1. A method for extracting features of aeroponic tomatoes based on semantic segmentation is characterized by comprising the following steps:

inputting a picture of a plant leaf;

preprocessing an input picture;

transmitting the preprocessed pictures to an encoder for extracting features, extracting local abstract features of the pictures through a ResNet network, adding a context module before residual fusion of a ResLayer structure of the ResNet network and after the last convolution, and overlapping global context information of the pictures through the context module;

the extracted features are transmitted to a decoder for fusing and decoding the features, the ASPP optimized for small targets is used for decoding coarse-grained features, the coarse-grained features are converted into fine-grained features through a dynamic kernel updating mechanism, the classification accuracy of edge pixels and pixels difficult to classify is improved, and feature information is mapped to classification information through a main classifier to finish classification.

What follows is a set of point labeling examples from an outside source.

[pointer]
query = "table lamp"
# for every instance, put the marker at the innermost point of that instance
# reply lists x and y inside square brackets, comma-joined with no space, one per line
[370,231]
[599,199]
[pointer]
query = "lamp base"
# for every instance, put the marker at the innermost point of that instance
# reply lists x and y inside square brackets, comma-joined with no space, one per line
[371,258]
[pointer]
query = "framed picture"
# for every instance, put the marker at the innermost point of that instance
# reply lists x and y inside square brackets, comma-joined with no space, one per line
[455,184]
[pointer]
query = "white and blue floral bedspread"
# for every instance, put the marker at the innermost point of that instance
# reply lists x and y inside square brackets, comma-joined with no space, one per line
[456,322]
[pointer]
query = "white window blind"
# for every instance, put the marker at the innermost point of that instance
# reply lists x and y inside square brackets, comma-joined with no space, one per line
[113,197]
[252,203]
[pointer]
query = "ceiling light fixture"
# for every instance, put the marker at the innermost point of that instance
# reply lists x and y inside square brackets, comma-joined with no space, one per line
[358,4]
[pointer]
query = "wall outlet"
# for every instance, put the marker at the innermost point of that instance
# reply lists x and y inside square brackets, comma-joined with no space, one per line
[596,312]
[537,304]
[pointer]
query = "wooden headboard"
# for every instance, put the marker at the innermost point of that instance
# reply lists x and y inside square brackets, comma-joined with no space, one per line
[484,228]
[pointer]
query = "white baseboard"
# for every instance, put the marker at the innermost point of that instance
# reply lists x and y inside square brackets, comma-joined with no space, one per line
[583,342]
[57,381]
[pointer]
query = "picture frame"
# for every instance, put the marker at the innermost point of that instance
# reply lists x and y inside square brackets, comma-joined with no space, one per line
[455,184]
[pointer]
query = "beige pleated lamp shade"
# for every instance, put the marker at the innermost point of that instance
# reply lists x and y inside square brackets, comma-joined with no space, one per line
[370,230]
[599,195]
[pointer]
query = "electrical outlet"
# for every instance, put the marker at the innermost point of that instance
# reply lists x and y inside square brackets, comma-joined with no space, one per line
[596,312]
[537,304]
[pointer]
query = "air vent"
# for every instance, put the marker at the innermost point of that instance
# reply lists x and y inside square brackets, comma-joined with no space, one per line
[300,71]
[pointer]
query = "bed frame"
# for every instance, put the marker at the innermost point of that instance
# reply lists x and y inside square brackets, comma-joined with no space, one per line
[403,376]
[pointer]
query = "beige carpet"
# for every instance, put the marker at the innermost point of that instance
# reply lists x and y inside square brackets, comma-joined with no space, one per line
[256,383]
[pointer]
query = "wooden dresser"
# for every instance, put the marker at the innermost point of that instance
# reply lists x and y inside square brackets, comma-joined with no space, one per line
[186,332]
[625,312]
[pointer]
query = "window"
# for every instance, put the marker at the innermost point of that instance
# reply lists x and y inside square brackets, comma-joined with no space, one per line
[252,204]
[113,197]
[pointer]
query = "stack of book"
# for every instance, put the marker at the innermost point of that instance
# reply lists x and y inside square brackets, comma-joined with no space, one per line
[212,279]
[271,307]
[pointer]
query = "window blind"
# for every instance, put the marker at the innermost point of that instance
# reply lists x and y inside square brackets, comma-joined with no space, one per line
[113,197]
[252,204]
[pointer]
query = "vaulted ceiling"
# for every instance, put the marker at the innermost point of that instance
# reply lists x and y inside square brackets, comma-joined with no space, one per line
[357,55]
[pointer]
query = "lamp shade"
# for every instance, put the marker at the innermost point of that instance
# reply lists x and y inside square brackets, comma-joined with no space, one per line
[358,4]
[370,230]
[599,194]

2. The method for extracting features of aeroponic tomatoes based on semantic segmentation as claimed in claim 1, wherein the method comprises: the context module specifically includes:

the global context module is used for context modeling;

bottleneck layer translation to capture inter-channel dependencies;

element-by-element addition is used for feature fusion.

3. The method for extracting features of aeroponic tomatoes based on semantic segmentation as claimed in claim 1, wherein the method comprises: the transmission of the extracted features to the decoder for fusion and addition of an auxiliary classifier in the decoding of the features, the auxiliary classifier for speeding up the optimization process and for fast convergence.

4. The method for extracting features of aeroponic tomatoes based on semantic segmentation as claimed in claim 1, wherein the method comprises: the expansion coefficient employed by the expansion convolution layer on each branch in the ASPP structure is set to [1,3,5,8].

5. The method for extracting features of aeroponic tomatoes based on semantic segmentation as claimed in claim 4, wherein the method comprises: and a dynamic core self-updating module is added in the ASPP structure.

6. The method for extracting features of aeroponic tomatoes based on semantic segmentation as claimed in claim 1, wherein the method comprises: the method for adding the dynamic core self-updating module in the ASPP structure specifically comprises the following steps:

characteristic assembly: multiplying the feature mapping F by Mask Mi-1 to serve as a new assembly feature FK;

dynamic kernel self-update: first, element multiplication is performed between FK and Ki-1, then two gates are calculated, and a new set of kernels is calculated by the two gates;

kernel interaction: calculating a group of new Ki by multi-head attention and a feedforward neural network, and updating the convolution kernel K from Ki-1 to Ki;

a convolution kernel Ki passes through FC-LN-ReLU to generate a new binary Mask Mi;

the generation of the binary Mask Mi is repeated until the convolution kernel K is updated for a specified turn.

7. A terminal device, comprising a memory, a processor and a computer program stored in the memory and capable of running on the processor, wherein the memory stores the computer program capable of running on the processor, and the processor loads and executes the computer program, and the method for extracting features of aeroponics tomatoes based on semantic segmentation as claimed in any one of claims 1 to 6 is used.

8. A computer-readable storage medium storing a computer program, which when executed by a processor implements a method for extracting features of aeroponic tomatoes based on semantic segmentation as claimed in any one of claims 1 to 6.